TIME: Doors open 5pm and mystery portion runs from 6pm-8pm. We highly recommend arriving early to settle in but at the latest just before 6pm. If you arrive early, you can order drinks and food, and get a chance to meet some of the people in your ‘world’ to put faces to names. We’ll also be available to answer any last minute questions.
FOOD/DRINK: There is a two-item minimum per person (that could be drinks and/or food) and The Roguelike Tavern really is creating a specialty drink called“the Rosarita Jewel” … which will be served with a clue!
It’s best to order food before or after the mystery portion, both because the kitchen is small and can’t accommodate multiple orders at a time, and because while the mystery is going, it will be more difficult to stop, order, and eat. Having munchies already on a table would be easier. The food is really good! But you can - and should - order drinks at ANY time during the party. Roxy’s bartenders are ready to serve!

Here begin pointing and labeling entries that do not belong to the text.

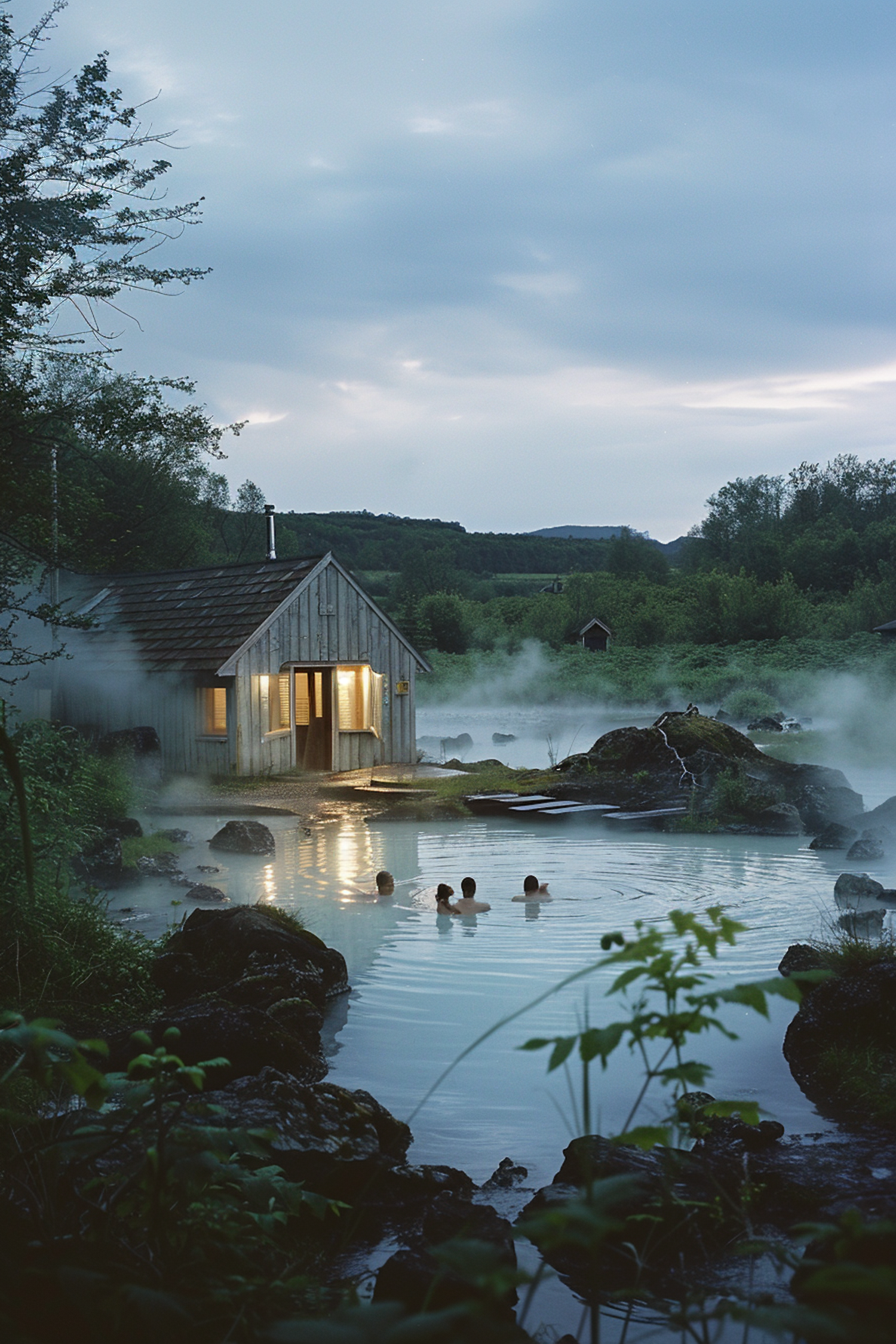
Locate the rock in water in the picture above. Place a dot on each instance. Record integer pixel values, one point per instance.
(781, 819)
(330, 1137)
(801, 956)
(247, 1038)
(230, 944)
(202, 893)
(870, 845)
(849, 1018)
(834, 836)
(854, 886)
(244, 837)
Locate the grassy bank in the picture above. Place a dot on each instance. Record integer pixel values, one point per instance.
(708, 674)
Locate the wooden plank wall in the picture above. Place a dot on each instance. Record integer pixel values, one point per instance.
(165, 702)
(330, 622)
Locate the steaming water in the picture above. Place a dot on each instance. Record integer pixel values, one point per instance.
(425, 987)
(541, 732)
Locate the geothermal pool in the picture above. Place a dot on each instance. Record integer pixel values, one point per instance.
(425, 987)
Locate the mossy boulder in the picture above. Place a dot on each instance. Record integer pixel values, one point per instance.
(841, 1045)
(683, 757)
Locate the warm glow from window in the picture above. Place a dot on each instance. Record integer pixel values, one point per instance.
(278, 702)
(215, 711)
(359, 695)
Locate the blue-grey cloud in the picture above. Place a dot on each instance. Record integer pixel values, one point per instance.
(455, 244)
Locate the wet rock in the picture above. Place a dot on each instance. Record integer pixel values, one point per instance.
(247, 1038)
(103, 862)
(505, 1175)
(230, 944)
(834, 836)
(422, 1276)
(125, 829)
(820, 793)
(884, 815)
(164, 864)
(179, 977)
(863, 923)
(335, 1140)
(781, 819)
(800, 956)
(849, 1018)
(244, 837)
(856, 886)
(871, 845)
(725, 1136)
(202, 893)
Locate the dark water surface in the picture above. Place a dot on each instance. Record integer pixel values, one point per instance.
(425, 987)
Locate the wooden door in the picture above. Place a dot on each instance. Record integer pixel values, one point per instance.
(315, 719)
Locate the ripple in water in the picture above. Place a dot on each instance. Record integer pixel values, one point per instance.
(426, 987)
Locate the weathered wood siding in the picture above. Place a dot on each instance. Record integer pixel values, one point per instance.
(330, 622)
(165, 702)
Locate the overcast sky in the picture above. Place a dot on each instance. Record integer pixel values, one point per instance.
(521, 262)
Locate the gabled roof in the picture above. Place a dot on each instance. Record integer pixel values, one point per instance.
(195, 620)
(188, 620)
(591, 624)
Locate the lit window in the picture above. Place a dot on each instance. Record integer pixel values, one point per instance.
(214, 701)
(360, 701)
(277, 702)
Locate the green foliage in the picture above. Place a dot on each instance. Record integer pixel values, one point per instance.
(735, 797)
(82, 213)
(62, 955)
(786, 670)
(152, 1196)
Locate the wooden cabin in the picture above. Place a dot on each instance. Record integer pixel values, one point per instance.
(596, 636)
(244, 668)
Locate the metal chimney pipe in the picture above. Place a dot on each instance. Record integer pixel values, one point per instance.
(269, 515)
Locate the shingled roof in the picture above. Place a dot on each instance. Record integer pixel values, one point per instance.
(185, 620)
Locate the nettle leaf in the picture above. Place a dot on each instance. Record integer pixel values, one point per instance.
(601, 1041)
(562, 1051)
(644, 1137)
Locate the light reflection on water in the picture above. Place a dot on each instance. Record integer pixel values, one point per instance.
(425, 987)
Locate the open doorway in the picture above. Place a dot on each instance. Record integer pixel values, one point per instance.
(315, 719)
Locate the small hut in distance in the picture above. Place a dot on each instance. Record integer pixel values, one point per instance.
(596, 636)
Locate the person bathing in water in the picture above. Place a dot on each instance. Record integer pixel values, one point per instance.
(533, 890)
(385, 888)
(468, 905)
(444, 901)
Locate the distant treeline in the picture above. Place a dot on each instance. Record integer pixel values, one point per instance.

NAME TAGS: Everyone will be given a required name tag to help identify characters.
CHEAT SHEETS: Feel free to keep any reference materials - such as your CHARACTER DESCRIPTION with you! We will also post the Who’s Who there. You should have received your Character by email 11/28/25.
DURING THE PARTY
We’ll begin with a brief introduction and introduce characters. Then you’ll be free to get busy with the tasks, goals, and drama in your Character Descriptions. In addition, we’ll subtly slip you Action Cards throughout the party. These are for your eyes only, and you must act on them right away - many are coordinated with other characters’ actions.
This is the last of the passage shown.